My Hidden Sin - The Tale

Formé en 2010 aux alentours de Paris, My Hidden Sin donne dans un death mélodique de tradition.

Line-up :

Sylvain Favre (guitare/chant)
Maxime Hacquard (basse/claviers)
Alan Tosseti (batterie)
Jolan Normand (guitare)

Malgré sa pochette et son titre très power metal, My Hidden Sin fait bien du death mélo. Aucun doute n'est permis après la première minute de Slave Of Fate, le quatuor aime beaucoup la Suède. 

Tout au long des treize (!) titres (un interlude dans le lot) qui le composent, The Tale, nous ramène en plein dans l'univers des premiers In Flames, Soilwork et Dark Tranquility.
Alors certes l'ensemble paraît des plus connus mais le quatuor fait preuve d'un savoir faire certain pour écrire de bons titres de death mélodique.
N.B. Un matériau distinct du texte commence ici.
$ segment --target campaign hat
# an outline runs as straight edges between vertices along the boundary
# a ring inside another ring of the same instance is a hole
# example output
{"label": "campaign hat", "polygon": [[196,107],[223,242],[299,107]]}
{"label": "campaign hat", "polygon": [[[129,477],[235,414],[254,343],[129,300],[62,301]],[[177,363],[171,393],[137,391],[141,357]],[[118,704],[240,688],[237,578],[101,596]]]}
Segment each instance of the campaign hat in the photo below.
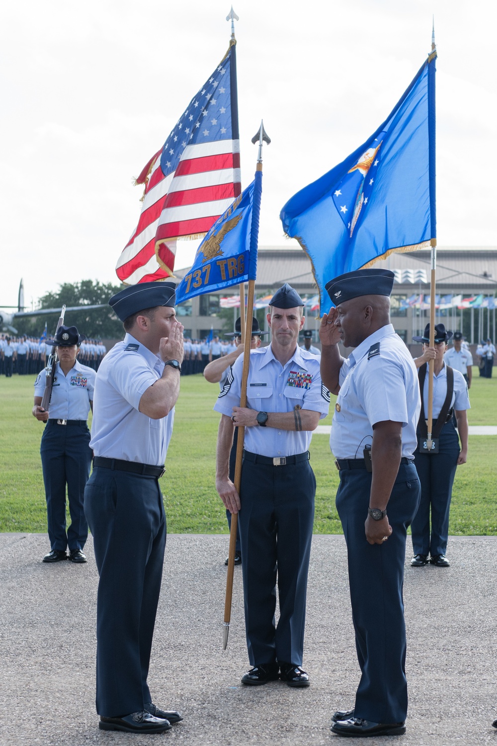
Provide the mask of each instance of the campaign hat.
{"label": "campaign hat", "polygon": [[121,322],[145,308],[176,305],[176,285],[172,282],[142,282],[119,290],[109,301]]}
{"label": "campaign hat", "polygon": [[285,282],[279,290],[276,290],[268,303],[268,305],[274,306],[275,308],[282,309],[297,308],[297,306],[303,306],[303,304],[304,301],[297,290],[294,290],[288,282]]}
{"label": "campaign hat", "polygon": [[72,347],[73,345],[79,347],[86,339],[86,336],[80,334],[76,327],[66,327],[62,324],[55,332],[54,344],[57,347]]}
{"label": "campaign hat", "polygon": [[[435,342],[448,342],[452,336],[452,331],[447,331],[443,324],[435,324]],[[413,342],[424,342],[428,344],[430,341],[430,325],[425,327],[425,333],[422,336],[414,336]]]}
{"label": "campaign hat", "polygon": [[[261,331],[259,327],[259,322],[255,316],[252,317],[252,336],[262,336],[262,334],[267,334],[267,331]],[[225,333],[224,336],[240,336],[241,335],[241,316],[238,318],[235,322],[235,331],[228,331]]]}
Le tout est efficace comme il faut, les mélodies restent dans la tête et on se dit qu'il y moyen de passer plutôt un bon moment avec ce conte.

Mais hélas celui-ci pêche par certains aspects, déjà cette manie de caser un max de musique sur un album est vraiment à bannir. Cinquante quatre minutes c'est quand même un peu trop surtout lorsque les morceaux restent profondément ancrés dans le même style.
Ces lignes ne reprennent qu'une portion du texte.